Afghanistan has sent just one athlete to each of the last three Summer Paralympics ©Getty Images

Despite the chaos and terror engulfing Afghanistan, Para taekwondo player Zakia Khudadadi remains hopeful and plans to march at the Tokyo 2020 Paralympic Opening Ceremony with a message of hope and peace for her country.

Khudadadi is set to be the first-ever woman to represent Afghanistan at the Paralympic Games.

The 23-year-old was given a wildcard to compete in the women's K44 under-49 kilograms event.

Having burst onto the scene as an 18-year-old winner at the first African Para Taekwondo Championships held in Egypt in 2016, Khudadadi is "thrilled" to be involved in the sport's Paralympic debut.

"This is the first time that a female athlete will be representing Afghanistan at the Games and I’m so happy," Khudadadi said in comments reported by the International Paralympic Committee website.

"I was surprised but worried as well as I had just two months to prepare for the Games with almost no facilities.

"I clearly recall watching [Rohullah] Nikpai notch up medals for Afghanistan.

"I was inspired by him and decided to take up the sport and thankfully, my family also supported me.

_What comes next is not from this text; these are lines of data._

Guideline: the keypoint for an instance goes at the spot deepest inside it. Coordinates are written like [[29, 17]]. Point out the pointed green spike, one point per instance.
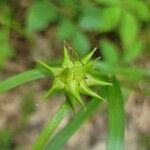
[[57, 85], [73, 90], [93, 81], [48, 93], [85, 59], [67, 62], [72, 102], [55, 71], [90, 65], [88, 91]]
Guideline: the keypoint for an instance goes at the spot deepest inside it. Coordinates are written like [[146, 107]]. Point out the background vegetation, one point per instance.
[[36, 29]]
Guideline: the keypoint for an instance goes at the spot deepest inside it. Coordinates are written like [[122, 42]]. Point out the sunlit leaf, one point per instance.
[[115, 137], [19, 79], [129, 28], [110, 51], [66, 30], [50, 128], [133, 51], [72, 126], [81, 43]]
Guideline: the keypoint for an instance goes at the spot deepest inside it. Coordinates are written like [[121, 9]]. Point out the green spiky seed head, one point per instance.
[[74, 78]]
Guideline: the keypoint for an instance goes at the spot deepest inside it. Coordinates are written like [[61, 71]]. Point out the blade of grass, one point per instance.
[[61, 138], [115, 139], [20, 79], [50, 128]]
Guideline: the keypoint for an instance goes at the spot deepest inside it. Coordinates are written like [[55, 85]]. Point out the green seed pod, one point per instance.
[[74, 78]]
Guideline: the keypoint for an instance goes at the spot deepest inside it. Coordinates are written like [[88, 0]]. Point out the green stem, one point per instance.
[[52, 125]]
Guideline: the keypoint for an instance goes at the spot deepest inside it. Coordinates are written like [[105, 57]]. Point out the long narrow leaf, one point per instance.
[[115, 139], [20, 79], [52, 125], [61, 138]]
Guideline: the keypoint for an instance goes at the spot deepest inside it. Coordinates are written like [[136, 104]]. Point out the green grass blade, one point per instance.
[[61, 138], [20, 79], [115, 139], [52, 125]]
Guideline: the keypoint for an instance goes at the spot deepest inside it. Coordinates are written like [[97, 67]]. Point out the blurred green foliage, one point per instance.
[[120, 30], [115, 24]]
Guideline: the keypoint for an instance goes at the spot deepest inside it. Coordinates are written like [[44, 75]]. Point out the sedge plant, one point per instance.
[[75, 77]]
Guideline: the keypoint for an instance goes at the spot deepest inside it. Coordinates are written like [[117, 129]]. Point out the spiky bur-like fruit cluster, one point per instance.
[[74, 78]]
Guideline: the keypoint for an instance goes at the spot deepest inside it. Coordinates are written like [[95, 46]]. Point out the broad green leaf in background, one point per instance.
[[81, 43], [109, 51], [133, 51], [61, 138], [128, 29], [66, 30], [109, 18], [50, 128], [20, 79], [108, 2], [39, 15], [115, 137], [90, 19], [6, 50], [140, 8]]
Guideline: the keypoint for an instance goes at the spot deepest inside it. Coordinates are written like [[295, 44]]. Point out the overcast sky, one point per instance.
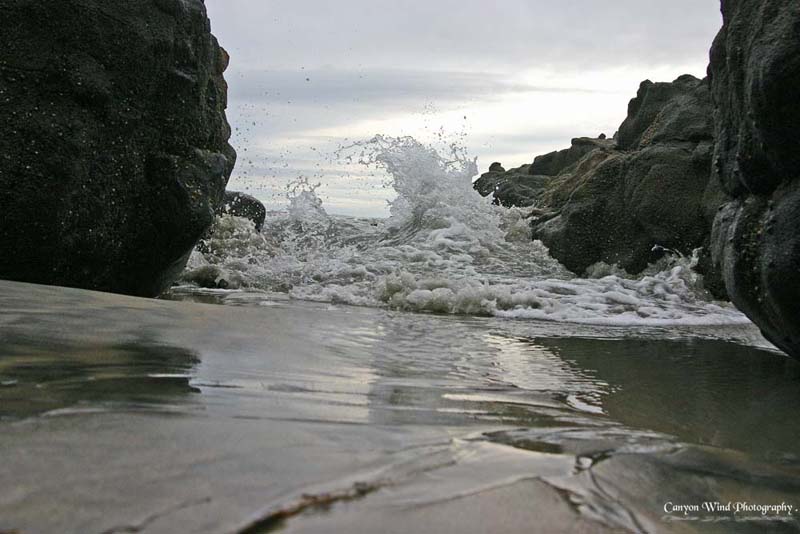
[[512, 78]]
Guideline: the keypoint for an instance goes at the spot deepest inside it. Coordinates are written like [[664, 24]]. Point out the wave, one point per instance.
[[443, 249]]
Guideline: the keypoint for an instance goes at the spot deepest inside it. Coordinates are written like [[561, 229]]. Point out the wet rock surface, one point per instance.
[[755, 80], [625, 200], [115, 149], [515, 187]]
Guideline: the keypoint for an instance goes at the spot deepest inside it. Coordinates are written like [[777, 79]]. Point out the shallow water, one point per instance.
[[128, 415]]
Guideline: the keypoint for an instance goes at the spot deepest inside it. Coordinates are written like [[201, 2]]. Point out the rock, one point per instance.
[[755, 80], [243, 205], [512, 188], [677, 111], [114, 152], [554, 163], [625, 204]]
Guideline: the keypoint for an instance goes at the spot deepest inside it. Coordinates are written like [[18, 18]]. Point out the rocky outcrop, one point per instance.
[[625, 200], [515, 187], [755, 75], [114, 153], [243, 205], [554, 163]]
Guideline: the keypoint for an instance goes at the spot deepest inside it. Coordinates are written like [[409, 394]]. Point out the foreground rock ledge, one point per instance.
[[114, 152], [755, 83]]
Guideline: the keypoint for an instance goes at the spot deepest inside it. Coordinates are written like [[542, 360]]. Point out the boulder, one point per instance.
[[114, 154], [243, 205], [512, 188], [755, 82], [555, 163], [663, 112], [626, 204]]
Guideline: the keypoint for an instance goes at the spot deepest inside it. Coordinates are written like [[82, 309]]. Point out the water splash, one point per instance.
[[444, 249]]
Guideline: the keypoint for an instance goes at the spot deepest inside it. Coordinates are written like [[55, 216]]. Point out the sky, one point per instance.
[[507, 79]]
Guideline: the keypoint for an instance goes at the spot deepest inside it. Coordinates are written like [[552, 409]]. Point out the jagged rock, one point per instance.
[[512, 188], [755, 74], [554, 163], [114, 152], [623, 205], [661, 112], [243, 205]]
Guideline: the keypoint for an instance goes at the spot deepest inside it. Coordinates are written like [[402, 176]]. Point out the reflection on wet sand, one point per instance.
[[307, 418], [41, 375]]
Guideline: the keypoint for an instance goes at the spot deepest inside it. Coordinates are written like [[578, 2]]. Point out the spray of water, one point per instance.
[[444, 249]]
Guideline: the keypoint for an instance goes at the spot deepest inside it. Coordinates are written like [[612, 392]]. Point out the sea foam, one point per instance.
[[444, 249]]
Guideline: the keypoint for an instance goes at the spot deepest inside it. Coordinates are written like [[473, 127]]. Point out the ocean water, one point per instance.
[[436, 371], [130, 415], [444, 249]]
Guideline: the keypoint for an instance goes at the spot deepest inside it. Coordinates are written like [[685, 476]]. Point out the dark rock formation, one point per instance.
[[554, 163], [243, 205], [515, 187], [755, 73], [114, 152], [624, 205], [663, 112]]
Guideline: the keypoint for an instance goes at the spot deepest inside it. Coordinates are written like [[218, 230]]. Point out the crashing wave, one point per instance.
[[444, 249]]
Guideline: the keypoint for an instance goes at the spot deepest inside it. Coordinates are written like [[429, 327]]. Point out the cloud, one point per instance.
[[463, 34], [519, 77]]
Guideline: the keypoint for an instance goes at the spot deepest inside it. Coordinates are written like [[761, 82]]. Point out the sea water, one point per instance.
[[436, 371], [444, 249]]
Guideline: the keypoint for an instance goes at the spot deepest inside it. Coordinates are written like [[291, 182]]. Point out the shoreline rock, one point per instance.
[[628, 199], [115, 151], [755, 82]]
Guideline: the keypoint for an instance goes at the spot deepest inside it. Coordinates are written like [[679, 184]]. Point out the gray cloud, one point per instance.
[[463, 34]]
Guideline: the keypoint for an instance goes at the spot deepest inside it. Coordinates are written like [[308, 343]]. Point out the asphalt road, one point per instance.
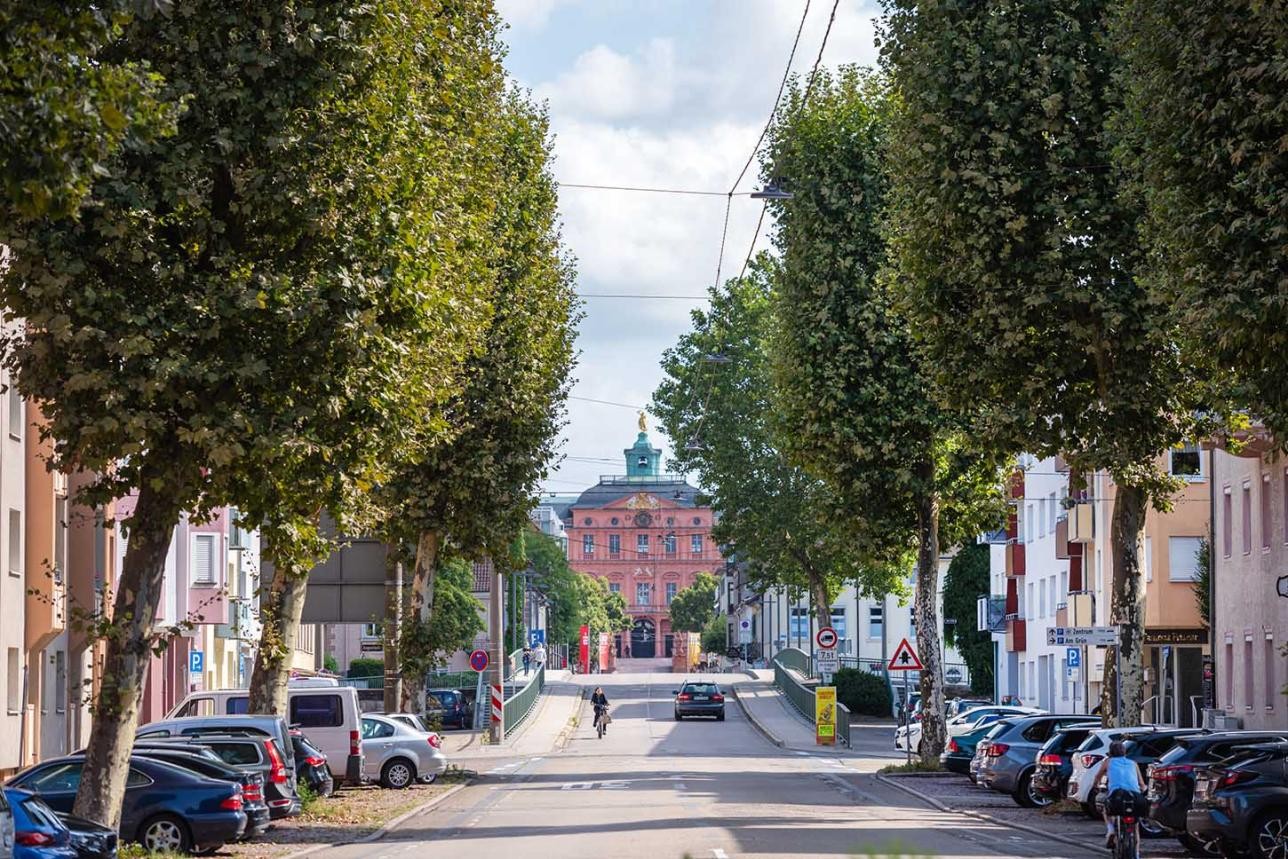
[[657, 788]]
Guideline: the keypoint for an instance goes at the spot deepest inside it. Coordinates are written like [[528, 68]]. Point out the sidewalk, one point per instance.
[[539, 734]]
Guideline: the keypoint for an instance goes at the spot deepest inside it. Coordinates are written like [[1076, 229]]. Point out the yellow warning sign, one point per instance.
[[824, 715]]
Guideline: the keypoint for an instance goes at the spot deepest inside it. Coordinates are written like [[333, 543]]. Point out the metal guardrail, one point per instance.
[[520, 705], [800, 692]]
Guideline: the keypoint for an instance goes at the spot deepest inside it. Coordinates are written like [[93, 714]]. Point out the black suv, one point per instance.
[[1171, 778], [1243, 804]]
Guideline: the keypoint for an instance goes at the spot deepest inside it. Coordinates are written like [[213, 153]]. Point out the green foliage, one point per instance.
[[693, 607], [964, 584], [786, 526], [863, 692], [715, 635], [1206, 111], [66, 107], [366, 667]]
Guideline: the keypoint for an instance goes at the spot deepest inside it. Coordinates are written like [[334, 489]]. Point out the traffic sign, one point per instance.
[[1077, 635], [827, 661], [904, 658]]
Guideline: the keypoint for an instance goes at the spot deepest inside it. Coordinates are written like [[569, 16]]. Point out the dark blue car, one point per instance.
[[37, 831], [166, 808]]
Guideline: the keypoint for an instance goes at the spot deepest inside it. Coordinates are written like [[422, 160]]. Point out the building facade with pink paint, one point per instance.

"I just want to be there with the other athletes from the world and give my best.

"It is an opportunity to show my ability and I will be so proud to stand with all of those athletes."

With Hossain Rasouli set to compete on the men's side of the competition, Khudadadi will not be the only taekwondo player from Afghanistan at the Olympics.

Afghanistan made its Paralympic debut at Atlanta 1996 and has appeared at every Summer Games since, bar Sydney 2000.

The country has never won a medal at the Games, and sent only one athlete to Rio 2016.

Chef de Mission Arian Sadiqi highlighted how seeing athletes at big sporting events will act as a boost for the Paralympic Movement in the country.

"The Games are very important for our athletes and the Paralympic Movement in Afghanistan because it is these Para athletes who are the role models," Sadiqi said.

"Their presence at Tokyo will encourage and motivate others with disabilities to take part in Para sport and drive the Movement.

"Irrespective of the situation, our Para athletes are doing incredibly well and preparing with limited resources.

"It will be a huge learning curve for them and NPC Afghanistan.

"Due to the security situation in our country, lack of funding and support from the government and COVID-19, we could not take our Para athletes for qualification events.

"However, Hossain and Zakia now have that opportunity.

"I strongly believe that through the Paralympic Movement and the Paralympic Games we all can voice and deliver the message of co-existence for humanity, to keep and cherish peace as quarrels and negative feelings destroy humankind."

Afghanistan is in the grips of a new wave of violence at present, with the Taliban capturing several key cities as it expands its territory in the wake of American and other foreign troops withdrawing from the country.